Ashley's Story

She will leave fingerprints all over your heart

7/13/2010

My girl...

...is sick. I mean we all know that she's sick, but today she's really feeling sick. Not just a little, but really feeling awful. So much so that we have postponed infusion 4 until tomorrow. She's got a lot of issues all messed up on her labs so they are concentrating on trying to fix those things before continuing. We are basically attacking her white blood cells and wiping them out with the thymoglobulin. This is one of the reasons she's feeling so awful. For some reason I missed that part of all this. I didn't realize that's what the goal was. When the NP explained all of this to me this morning then it started to make more sense. This is why she's getting weaker and weaker and I'm not seeing her turn things around.

This is hard. It is so very hard. They described the rejection process to me this morning and compared the way she feels inside to having a sunburn. A really bad sunburn. Inside the bowel wall. Since she has no mucosa left, the protective lining of the bowel, then the tissue is raw and inflamed. So they said, "she's feeling like she has a sunburn on the inside of her tummy. Its that painful." We just gave her some morphine. Dr. G told me she is going to need the help to manage the pain. We have to help her.

On top of the pain from the rejection, she is vomiting this morning. Her weight is up over 2 lbs from fluid in all the wrong spaces. Her sodium levels are very low so thats where we started this morning. Trying to raise them. However, you have to raise them slowly. Too quickly cause nerve damage in the brain and seizures. This one did me in during rounds. Her surgeon was sitting on the edge of her bed going over all the plans with me and when she said brain damage, "we sure don't want anymore of that" all I could do was cry. Ash has to come out on the other side of this whole. I want her to be the person she was 2 months ago. I'm scared. They know I'm scared and they are too. All I could do was whisper that I want to take her home and Dr. G hugged me tight and said, "I want that for you too and if we get to the place where I don't think we can help her anymore then you know I will tell you." More tears.

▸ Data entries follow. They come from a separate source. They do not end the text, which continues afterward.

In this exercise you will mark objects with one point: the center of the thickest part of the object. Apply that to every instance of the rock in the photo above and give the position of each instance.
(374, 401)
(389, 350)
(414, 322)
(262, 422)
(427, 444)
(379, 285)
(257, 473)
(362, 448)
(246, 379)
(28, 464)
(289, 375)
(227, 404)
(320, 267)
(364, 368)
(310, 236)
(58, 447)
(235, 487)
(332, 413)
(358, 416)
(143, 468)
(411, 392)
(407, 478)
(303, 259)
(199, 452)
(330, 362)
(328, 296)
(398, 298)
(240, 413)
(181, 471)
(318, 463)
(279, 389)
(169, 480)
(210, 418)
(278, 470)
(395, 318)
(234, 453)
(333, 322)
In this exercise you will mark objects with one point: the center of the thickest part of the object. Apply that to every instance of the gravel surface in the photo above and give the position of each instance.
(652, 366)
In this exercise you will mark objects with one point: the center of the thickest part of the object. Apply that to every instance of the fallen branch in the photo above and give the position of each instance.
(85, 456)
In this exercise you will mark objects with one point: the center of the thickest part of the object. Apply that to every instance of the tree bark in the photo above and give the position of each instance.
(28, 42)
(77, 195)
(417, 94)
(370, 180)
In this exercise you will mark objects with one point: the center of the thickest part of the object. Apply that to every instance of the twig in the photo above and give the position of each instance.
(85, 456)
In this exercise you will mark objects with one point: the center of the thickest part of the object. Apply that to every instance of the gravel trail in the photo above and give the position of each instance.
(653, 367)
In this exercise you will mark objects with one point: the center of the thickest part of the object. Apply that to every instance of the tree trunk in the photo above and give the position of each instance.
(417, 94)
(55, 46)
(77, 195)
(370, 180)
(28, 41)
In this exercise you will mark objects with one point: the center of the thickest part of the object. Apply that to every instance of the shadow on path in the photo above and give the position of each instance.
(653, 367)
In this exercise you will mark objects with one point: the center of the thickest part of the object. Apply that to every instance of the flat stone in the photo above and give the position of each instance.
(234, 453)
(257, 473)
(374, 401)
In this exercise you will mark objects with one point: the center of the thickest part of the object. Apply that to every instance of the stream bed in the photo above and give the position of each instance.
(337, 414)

Tomorrow they have decided to take her in to the operating room. Her biospy is scheduled for tomorrow and they are going to attempt to place another line to provide more access to get her through this. Her peripheral veins are no longer holding IV's and so we have to get to where we can give her everything she needs to beat this thing and stay hydrated all at the same time. Once she comes back from recovery we will pick back up with her thymo infusions.

There is a lot going on in her room everyday. Its busy and confusing. The brightest part of all of this is that her vital signs are so, so stable. Ash is breathing on her own comfortably. She has a good heart rate, normal respiration's and when not being infused with they thymo stable blood pressure. All of this very, very good. We all know it may not stay this way, but for today she's got these things going for her. Dr.G reminded me that she could get a lot sicker before she ever gets better. She wants me to be prepared for that. I know she can, but maybe she won't. I've got to keep finding things to concentrate on. For now Ash has stable vital signs.

I'm taking her outside this afternoon. Dr. G told me that I have to make her live through all of this. We can't keep her in this bed. She has to want to live. I have her stroller here with me so I'm going to load her up this afternoon with IV pole in tow and take her outside in the fresh air. Even if its only a few minutes. She needs to get out of this room. There are so many things I need to get sent here for her. Her Amtryke. Dave thinks its on the way. Her walker. She needs to stand up and take some steps. Motivation. I've got to get things here to motivate her to be awake, to inter act and to move.

We have lots of hard work ahead of us. This will not be easy for Ash to overcome and I know that. As her mom I have no choice to but to push her to keep living. I love her too much to let this beat her. We won't give up without a massive fight against this rejection. I want my girl back. She has to come back to us.